Supplementary Materials and Methods
Detection of anti-Aβ antibodies in the serum
Sera of vehicle- and Aβ12-28P-treated APP/E2 and APP/E4 mice were collected at the conclusion of the
experiment, diluted 1:500, and added to ELISA plates coated with synthetic Aβ1–40 (50 ng/well). The
plates were washed and incubated with specific anti-mouse IgG or IgM mAbs conjugated with
horseradish peroxidase (Amersham Biosciences, Piscataway, NJ) at a 1:5,000 dilution, followed by the
addition of 3,3,5,5-tetramethylbenzidine substrate. The color reaction was stopped with 2M sulfuric acid,
and the absorbance was read at a wavelength of 450 nm. A mixture of HJ3.4 and HJ2 mAbs directed
against the N- and C-termini of Aβ1–40, which were serially diluted from 1:100 to 1:3,125,000 from the
initial stock of 0.5 mg/mL each, were used to develop a standard curve. Sera of age- and sex-matched
WT/E2 and WT/E4 mice, which do not produce human Aβ, were used to determine nonspecific
background adsorption. Sera immunoreactivities were compared by means of one-way analysis of
variance (ANOVA) followed by the Tukey-Kramer post hoc test using GraphPad Prism v5.04 (GraphPad
Software, Inc., La Jolla, CA).
Serum cholesterol concentration
The total serum cholesterol concentration was measured using a standard enzymatic assay based on the
Cholesterol E kit (Wako Diagnostics, Richmond, VA).
Serum apoE concentration
Sandwich ELISA was used to determine the apoE concentration in the serum, using mAb 3D12
(1:2,000) as the capture antibody and biotinylated goat anti-human apoE polyclonal antibody (1:2,500)

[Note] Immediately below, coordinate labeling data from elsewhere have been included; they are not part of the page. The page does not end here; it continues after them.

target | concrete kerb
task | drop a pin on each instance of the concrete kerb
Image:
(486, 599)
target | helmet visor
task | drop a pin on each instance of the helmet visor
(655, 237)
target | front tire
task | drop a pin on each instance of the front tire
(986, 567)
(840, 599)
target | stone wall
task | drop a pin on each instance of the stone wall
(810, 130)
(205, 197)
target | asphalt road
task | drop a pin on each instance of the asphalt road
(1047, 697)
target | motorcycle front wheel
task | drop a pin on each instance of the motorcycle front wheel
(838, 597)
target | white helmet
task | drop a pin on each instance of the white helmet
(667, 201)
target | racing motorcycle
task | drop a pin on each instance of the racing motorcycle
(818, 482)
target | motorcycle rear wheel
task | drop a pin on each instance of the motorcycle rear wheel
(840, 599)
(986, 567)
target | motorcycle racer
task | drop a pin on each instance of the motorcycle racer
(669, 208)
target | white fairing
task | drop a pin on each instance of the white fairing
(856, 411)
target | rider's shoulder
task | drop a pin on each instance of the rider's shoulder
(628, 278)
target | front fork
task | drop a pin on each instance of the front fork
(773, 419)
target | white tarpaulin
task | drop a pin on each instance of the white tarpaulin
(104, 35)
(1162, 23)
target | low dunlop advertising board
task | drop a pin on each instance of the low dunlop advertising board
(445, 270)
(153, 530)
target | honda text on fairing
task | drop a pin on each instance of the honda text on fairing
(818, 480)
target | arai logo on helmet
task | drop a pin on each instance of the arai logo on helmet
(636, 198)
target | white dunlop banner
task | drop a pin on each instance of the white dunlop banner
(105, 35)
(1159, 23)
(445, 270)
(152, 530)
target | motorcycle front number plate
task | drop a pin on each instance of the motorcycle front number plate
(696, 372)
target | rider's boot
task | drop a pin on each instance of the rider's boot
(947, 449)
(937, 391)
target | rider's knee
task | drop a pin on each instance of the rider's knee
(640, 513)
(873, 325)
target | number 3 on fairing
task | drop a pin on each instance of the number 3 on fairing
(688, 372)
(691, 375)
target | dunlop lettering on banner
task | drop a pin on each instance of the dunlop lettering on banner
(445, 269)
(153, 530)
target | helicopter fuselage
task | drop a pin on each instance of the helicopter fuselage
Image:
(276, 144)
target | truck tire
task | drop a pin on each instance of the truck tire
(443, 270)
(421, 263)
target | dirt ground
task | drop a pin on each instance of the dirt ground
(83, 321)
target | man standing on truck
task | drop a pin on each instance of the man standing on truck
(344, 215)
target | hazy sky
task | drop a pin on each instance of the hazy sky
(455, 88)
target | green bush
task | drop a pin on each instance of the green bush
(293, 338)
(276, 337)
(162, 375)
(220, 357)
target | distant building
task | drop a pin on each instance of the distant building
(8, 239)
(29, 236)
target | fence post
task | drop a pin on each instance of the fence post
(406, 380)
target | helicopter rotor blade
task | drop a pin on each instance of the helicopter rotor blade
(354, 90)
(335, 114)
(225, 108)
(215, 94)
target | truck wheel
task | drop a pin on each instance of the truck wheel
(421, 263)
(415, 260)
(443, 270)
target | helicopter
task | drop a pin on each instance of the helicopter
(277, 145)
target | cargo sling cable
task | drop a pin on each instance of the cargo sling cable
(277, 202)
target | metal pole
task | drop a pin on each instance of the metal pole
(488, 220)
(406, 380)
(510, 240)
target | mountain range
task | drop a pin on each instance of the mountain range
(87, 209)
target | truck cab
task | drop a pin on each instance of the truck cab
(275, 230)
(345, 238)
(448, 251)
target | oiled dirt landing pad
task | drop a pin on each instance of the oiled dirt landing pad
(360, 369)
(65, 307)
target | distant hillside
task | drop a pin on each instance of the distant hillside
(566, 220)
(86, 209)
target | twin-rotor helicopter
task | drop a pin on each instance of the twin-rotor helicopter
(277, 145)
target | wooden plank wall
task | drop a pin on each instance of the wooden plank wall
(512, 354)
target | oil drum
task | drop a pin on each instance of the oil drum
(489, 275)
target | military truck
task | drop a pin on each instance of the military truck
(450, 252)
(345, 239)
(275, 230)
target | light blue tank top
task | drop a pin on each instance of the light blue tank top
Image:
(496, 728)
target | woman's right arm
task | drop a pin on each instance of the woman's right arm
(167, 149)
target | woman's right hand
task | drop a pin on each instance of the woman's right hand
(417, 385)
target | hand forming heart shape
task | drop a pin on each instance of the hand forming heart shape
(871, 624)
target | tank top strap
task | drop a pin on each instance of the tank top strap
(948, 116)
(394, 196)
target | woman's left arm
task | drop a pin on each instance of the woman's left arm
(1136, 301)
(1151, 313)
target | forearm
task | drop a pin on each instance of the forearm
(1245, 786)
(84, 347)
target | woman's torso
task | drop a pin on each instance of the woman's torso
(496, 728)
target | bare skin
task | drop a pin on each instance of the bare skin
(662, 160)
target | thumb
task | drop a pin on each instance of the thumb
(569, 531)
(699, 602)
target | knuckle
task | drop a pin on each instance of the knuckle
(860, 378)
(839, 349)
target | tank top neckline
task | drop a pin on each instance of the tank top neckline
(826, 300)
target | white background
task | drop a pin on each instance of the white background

(Meridian Life Science, Inc., Memphis, TN) as the detection antibody. ELISA readouts were converted to
the actual apoE concentrations based on standard curves prepared from recombinant human apoE2 or
apoE4 (Leinco Technologies, Inc., St. Louis, MO) and multiplied by serum dilutions, which for APP/E2
and APP/E4 mice were 1:20,000 and 1:16,000, respectively.
1
Supplementary data
Fig. S1 Aβ12-28P treatment is not associated with anti-Aβ immune response. Measurements of the antiAβ immune response in IgM (A) and IgG (B) antibody classes in post-treatment sera of vehicle- and
Aβ12-28P-treated APP/E2 and APP/E4 mice. No evidence for immune response against Aβ in the IgM
antibody class was found in APP/E2 or APP/E4 mice as compared to the background immunoreactivity
of sera from age-, sex-, and apoE-background-matched wild-type (WT) mice, i.e., WT/E2 and WT/E4,
respectively. Likewise, there was no evidence for anti-Aβ IgG class response in APP/E2 mice. Modest
anti-Aβ immune response in the IgG class was detected among vehicle-treated APP/E4 mice as
compared to WT/E4 mice, but not in those treated with Aβ12-28P. Mean concentration of anti-Aβ
antibodies in the sera of vehicle-treated APP/E4 mice was estimated at 132 ± 27 ng/mL based on a
standard curve prepared from serial dilution of HJ2 and HJ 3.4 mAbs. (A and B) Mean (±SEM) of optical
density (OD) ELISA readouts from sera of untreated WT/E2 and WT/E4 and vehicle- or Aβ12-28Ptreated APP/E2 and APP/E4 mice (n = 6–8). * p < 0.05 for the Tukey-Kramer Multiple Comparisons Test
following one-way analysis of variance (ANOVA), which gave P = 0.011 for the IgG class response in ε4
background mice
2
Fig. S2 Effect of Aβ12-28P treatment on the total cholesterol and apoE serum levels. Aβ12-28P
treatment is associated with significant reduction in the serum cholesterol level in APP/E2 and APP/E4
mice. Total serum cholesterol level (A) and total serum apoE levels (B) were measured in vehicle- and
Aβ12-28P-treated APP/E2 and APP/E4 mice at the conclusion of the Aβ12-28P treatment experiment. All
values are mean (±SEM) in 7–10 animals of APOE ε2 background and 6–7 animals of APOE ε4
background. (A and B) ns: not significant, * p < 0.05, vs. the vehicle-treated mice of the same APOE
background (Student’s t test). ### p < 0.001, vehicle-treated APP/E2 vs. vehicle-treated APP/E4
(Student’s t test)
3
Fig. S3 Demonstration of neuritic dystrophy associated with amyloid Aβ plaques. Representative
microphotographs of the cerebral cortex in coronal section from a vehicle-treated APP/E4 mouse; the
section was double-stained with Gallyas silver staining (A) and thioflavin-S (B) and photographed under
bright-field and fluorescence microscopy, respectively. Arrowheads indicate matching neuritic and
amyloid components of senile plaques, revealed by Gallyas and thioflavin-S staining, respectively. Highpower images of a neuritic plaque digitally converted to red (C) and its corresponding amyloid component
(D), which are indicated by asterisks in (A) and (B), respectively. (E) Merged image of (C) and (D)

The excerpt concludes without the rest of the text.